Symptoms & Complaints

The symptoms associated with this condition can occur while the baby is still inside the mother's womb. Once the baby is born, symptoms typically become noticeable at birth or no older than 6 months of age.

While the baby is inside the uterus a key symptom is polyhydramnios, which means there is too much fluid inside the amniotic sac. Other symptoms can include decreased fetal movement and hydrops fetalis. Once the baby is born, symptoms can include swelling, cyanosis, poor feeding, and vomiting. Some babies also have a distended stomach and cardiac arrest.


Idiopathic infantile arterial calcification is genetic and most often affects the arteries leading to the kidneys, heart, and aorta. According to the United States National Library of Medicine, this condition is inherited in an autosomal recessive pattern. This means that both parents must contain the mutated gene in order for their offspring to inherit the disease.

Diagnosis & Tests

In many cases, idiopathic infantile arterial calcification is detected while the baby is still in the womb through prenatal diagnosis. Fetal ultrasounds can detect calcification in the liver. However, there are some babies who do not show symptoms until right after birth or up to six months of age.

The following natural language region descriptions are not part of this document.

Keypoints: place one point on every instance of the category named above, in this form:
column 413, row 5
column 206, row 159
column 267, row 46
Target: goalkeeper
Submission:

Computed tomography (CT) scans can reveal calcification of the arterial walls. A type of ultrasound, echocardiograms can reveal bright spots on the ascending aorta, among other areas of the heart, which indicates calcification. Echocardiograms may show calcification of the vessels around the aorta at week 23.

Doctors consider the diagnosis of this genetic condition when babies present with high blood pressure, heart attack, and rickets. An ultrasound of the brain may be helpful. If this test shows a white brain matter injury such as (periventricular leukomalacia or dilated lateral ventricles (ventriculomegaly), it can be an indication of this condition.

Prospective parents and pregnant women may undergo genetic testing for the presence of associated genetic mutations.

Treatment & Therapy

If this condition is diagnosed while the mother is still pregnant, doctors often try low doses of certain medications to reduce the amount of calcification inside the arteries. Doctors administer doses of bisphosphonates, which is a type of medicine used to prevent the loss of bone mass. In some cases, using these types of medicines resulted in a signification reduction in symptoms in babies. Bisphosphonates are given before birth and shortly thereafter for optimal results.

Once the baby is born, doctors often use medications to manage the symptoms the baby is having. Since high blood pressure is a key symptoms, doctors often prescribe antihypertensive drugs to keep it under control. When the baby's arteries are very constricted, aspirin may be given to thin the blood. This reduces the risk of heart attack and stroke.

There are often conditions that develop secondarily to idiopathic infantile arterial calcification. If so, doctors must perform treatments to avoid serious complications. This can include treatment for rickets and for orthopedic problems associated with arterial calcification such as spinal fusion. Fiberoptic intubation in order to promote breathing may be required in the latter case.

Prevention & Prophylaxis

Since this is a genetic condition, the only way to prevent it is for parents to undergo genetic testing. This is not often done because in many cases, neither parent had symptoms of this disorder, and the parents were therefore unaware that the potential existed for their child to development this condition.

At the time a baby is conceived, it has a 25 percent chance of being affected if they have a sibling with the condition. The baby also has a 50 percent chance of carrying the gene but not ever having symptoms if their sibling has or had the disorder. 25 percent of these babies could avoid the gene altogether and never be a carrier of the gene.

If the gene does exist in both parents, doctors recommend genetic counseling before pregnancy if at all possible. This gives potential parents information regarding the risks of the disorder. Genetic counselors can also offer different reproductive options to those who are interested.